Die Geschichte ist recht einfach nacherzählt. Da ist zunächst der (wie alle männlichen Protagonisten) vornamenlos bleibende Grémond, Mitglied der Sozialistischen Partei Frankreichs (PS), die sich als Grashüter der republikanischen Linken in Frankreich versteht. Sein Werdegang, der ausführlich geschildert wird, begann im linksextremistischen Milieu der Partei, bevor er den Laizismus als tragende Säule Frankreichs für sich entdeckte. Er wird sogar Vorsitzender der (vollkommen bedeutungslosen) Laizismus-Kommission seiner Partei. Der Staatsdienst blieb Grémond verwehrt; er ging nach Toulouse, an die Universität. Hier zeigen sich die Folgen eines großzügigen Umgangs mit dem Islam stärker als in Paris. Nicht zuletzt anhand der Bekämpfung des Gesetzes gegen ein Kopftuchverbot für Frauen erkennt er zunehmend Übereinstimmungen zwischen Linken und Islamisten. In der französischen Provinz brodelt es unterdessen längst schon; die Leute wählen immer mehr Front National (bzw. ab 2018 Rassemblement National – RN).

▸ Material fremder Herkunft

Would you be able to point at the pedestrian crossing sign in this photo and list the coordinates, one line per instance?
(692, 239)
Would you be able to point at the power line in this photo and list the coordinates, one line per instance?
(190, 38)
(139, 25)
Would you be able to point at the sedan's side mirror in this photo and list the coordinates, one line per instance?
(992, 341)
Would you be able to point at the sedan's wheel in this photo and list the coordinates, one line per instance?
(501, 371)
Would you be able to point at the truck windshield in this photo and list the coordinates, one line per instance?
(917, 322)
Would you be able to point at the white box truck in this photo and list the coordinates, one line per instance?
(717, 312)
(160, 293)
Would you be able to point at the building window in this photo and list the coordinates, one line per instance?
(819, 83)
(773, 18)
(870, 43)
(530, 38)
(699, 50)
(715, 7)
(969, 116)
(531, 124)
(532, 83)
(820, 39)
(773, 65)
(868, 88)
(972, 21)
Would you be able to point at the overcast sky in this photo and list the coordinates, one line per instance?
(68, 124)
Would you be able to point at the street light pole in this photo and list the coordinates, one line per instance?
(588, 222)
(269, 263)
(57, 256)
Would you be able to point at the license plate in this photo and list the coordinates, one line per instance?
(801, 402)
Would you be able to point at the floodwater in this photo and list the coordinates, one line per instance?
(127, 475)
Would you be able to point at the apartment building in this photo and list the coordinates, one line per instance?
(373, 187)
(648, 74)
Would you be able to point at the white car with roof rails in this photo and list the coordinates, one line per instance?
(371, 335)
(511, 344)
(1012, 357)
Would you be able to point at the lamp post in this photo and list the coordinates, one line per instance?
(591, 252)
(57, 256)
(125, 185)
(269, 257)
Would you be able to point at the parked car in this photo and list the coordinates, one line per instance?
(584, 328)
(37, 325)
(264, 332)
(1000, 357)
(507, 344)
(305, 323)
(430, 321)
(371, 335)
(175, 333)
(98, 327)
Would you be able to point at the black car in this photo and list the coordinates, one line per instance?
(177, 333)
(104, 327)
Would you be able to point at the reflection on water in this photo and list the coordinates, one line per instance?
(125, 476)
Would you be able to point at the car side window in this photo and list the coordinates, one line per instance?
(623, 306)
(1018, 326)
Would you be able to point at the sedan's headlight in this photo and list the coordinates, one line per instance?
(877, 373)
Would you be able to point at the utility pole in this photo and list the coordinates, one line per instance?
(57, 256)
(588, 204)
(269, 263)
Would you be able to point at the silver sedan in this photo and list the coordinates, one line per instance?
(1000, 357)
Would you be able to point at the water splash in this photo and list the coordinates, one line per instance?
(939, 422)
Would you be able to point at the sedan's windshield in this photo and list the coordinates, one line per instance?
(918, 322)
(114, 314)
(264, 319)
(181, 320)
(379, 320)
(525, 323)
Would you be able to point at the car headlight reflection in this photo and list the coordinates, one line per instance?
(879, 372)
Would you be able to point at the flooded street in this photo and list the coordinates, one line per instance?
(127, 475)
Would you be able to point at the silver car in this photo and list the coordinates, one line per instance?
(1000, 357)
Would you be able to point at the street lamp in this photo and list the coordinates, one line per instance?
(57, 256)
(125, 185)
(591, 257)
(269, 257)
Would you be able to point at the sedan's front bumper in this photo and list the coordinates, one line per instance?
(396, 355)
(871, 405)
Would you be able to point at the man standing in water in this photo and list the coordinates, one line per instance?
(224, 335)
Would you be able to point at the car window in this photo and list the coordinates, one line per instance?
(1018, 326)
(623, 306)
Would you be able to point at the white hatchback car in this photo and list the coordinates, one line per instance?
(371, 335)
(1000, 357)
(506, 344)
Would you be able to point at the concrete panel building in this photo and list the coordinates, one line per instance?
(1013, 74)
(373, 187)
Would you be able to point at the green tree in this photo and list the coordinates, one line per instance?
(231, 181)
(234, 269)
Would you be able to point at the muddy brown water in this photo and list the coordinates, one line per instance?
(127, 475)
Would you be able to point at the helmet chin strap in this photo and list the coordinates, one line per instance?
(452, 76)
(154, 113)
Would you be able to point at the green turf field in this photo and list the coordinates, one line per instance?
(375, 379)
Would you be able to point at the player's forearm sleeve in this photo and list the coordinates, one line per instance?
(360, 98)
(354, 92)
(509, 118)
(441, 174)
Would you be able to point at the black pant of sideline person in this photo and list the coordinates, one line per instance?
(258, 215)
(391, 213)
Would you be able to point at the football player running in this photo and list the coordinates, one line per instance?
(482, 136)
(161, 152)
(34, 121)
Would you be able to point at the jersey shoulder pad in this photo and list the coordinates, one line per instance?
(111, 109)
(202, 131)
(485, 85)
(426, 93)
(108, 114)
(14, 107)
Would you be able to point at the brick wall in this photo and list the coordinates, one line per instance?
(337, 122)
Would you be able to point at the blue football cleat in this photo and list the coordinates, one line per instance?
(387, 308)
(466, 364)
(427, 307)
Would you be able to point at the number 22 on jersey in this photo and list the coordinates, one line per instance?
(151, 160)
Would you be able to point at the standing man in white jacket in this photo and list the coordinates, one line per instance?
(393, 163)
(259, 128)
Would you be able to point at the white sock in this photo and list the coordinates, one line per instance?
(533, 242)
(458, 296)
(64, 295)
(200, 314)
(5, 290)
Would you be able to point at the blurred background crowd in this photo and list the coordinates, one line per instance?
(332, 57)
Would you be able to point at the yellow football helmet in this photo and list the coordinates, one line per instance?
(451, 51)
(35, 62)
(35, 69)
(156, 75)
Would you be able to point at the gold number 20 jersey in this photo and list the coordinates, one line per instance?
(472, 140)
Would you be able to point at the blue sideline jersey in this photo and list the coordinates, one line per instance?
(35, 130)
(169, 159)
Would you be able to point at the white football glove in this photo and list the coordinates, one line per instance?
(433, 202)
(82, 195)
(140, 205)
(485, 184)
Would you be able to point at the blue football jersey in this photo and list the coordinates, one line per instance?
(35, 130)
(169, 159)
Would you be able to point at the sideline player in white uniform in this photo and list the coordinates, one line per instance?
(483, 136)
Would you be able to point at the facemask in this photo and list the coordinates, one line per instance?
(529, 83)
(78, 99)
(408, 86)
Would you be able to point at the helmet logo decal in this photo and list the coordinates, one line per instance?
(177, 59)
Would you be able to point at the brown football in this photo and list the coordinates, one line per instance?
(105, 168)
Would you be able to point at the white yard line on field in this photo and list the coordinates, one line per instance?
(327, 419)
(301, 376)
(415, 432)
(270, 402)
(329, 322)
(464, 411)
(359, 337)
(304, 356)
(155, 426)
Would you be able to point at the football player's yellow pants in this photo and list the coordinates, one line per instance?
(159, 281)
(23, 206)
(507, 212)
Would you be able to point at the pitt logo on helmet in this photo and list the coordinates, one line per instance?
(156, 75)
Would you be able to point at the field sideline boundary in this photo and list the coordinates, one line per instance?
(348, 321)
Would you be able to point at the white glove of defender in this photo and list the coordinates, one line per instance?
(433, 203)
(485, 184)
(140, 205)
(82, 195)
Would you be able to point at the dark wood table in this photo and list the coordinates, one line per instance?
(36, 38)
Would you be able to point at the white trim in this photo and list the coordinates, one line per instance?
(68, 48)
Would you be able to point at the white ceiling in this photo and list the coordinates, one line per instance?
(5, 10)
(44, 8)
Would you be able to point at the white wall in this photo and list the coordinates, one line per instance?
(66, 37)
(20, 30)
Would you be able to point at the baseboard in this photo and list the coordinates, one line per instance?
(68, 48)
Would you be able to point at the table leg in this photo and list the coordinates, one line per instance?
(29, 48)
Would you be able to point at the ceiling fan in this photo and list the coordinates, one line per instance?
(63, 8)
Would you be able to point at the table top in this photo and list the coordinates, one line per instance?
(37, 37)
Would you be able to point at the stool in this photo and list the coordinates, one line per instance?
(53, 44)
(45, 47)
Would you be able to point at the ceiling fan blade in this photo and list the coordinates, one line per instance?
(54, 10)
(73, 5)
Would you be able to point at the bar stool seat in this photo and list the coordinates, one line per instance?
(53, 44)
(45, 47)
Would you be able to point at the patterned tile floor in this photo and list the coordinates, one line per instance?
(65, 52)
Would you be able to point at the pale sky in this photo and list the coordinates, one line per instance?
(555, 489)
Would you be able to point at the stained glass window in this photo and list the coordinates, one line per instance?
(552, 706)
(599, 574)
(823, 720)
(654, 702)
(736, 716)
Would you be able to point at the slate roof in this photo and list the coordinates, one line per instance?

Grémond war eigentlich Netzwerker und Strippenzieher. Immer, wenn er in die Nähe der Macht zu kommen schien, scheiterte er. Einmal wurde er sogar als Minister gehandelt – vergeblich. In seiner Partei, so konstatierte Grémond irgendwann einigermaßen schockiert, wurden die laizistischen Werte sukzessive aus Furcht vor politischen Gemeinsamkeiten mit der politischen Rechten geopfert. Man flüchtete sich in einen progressiven Wokismus, forcierte hochtrabende Identitäts- und Postkolonialismus-Thesen und kümmerte sich um »Gender and Race«. Grémond erklärte den »Islam-Linken« den Krieg, war der Meinung, die PS opfere ihren politischen Schatz, den Laizismus allzu bereitwillig.
»Ideen wurden links geboren und alterten rechts«, stellt Grémond im Roman fest. Wobei »altern« bedeutet: Sie werden zu Leerformeln, die bestenfalls in Sonntagsreden noch zitiert werden. Der Laizismus werde nur noch im Figaro debattiert, nicht mehr beim Bäcker, heißt es einmal. Dabei soll doch, so Grémond, »Laizität« die »Brüderlichkeit« im französischen Dreiklang ersetzen und Vorrang zum »Gleichheitsprinzip« bekommen. Also etwa: Freiheit, Laizismus, Gleichheit. Auf die Idee einer Addition kommt/kam anscheinend niemand. Und auf die andere Idee, dass diese theoretischen Diskussionen nicht vor drohendem sozialem Abstieg einer Mittelschicht schützen und die Inflation bekämpfen, kommen Grémond et. al. auch nicht.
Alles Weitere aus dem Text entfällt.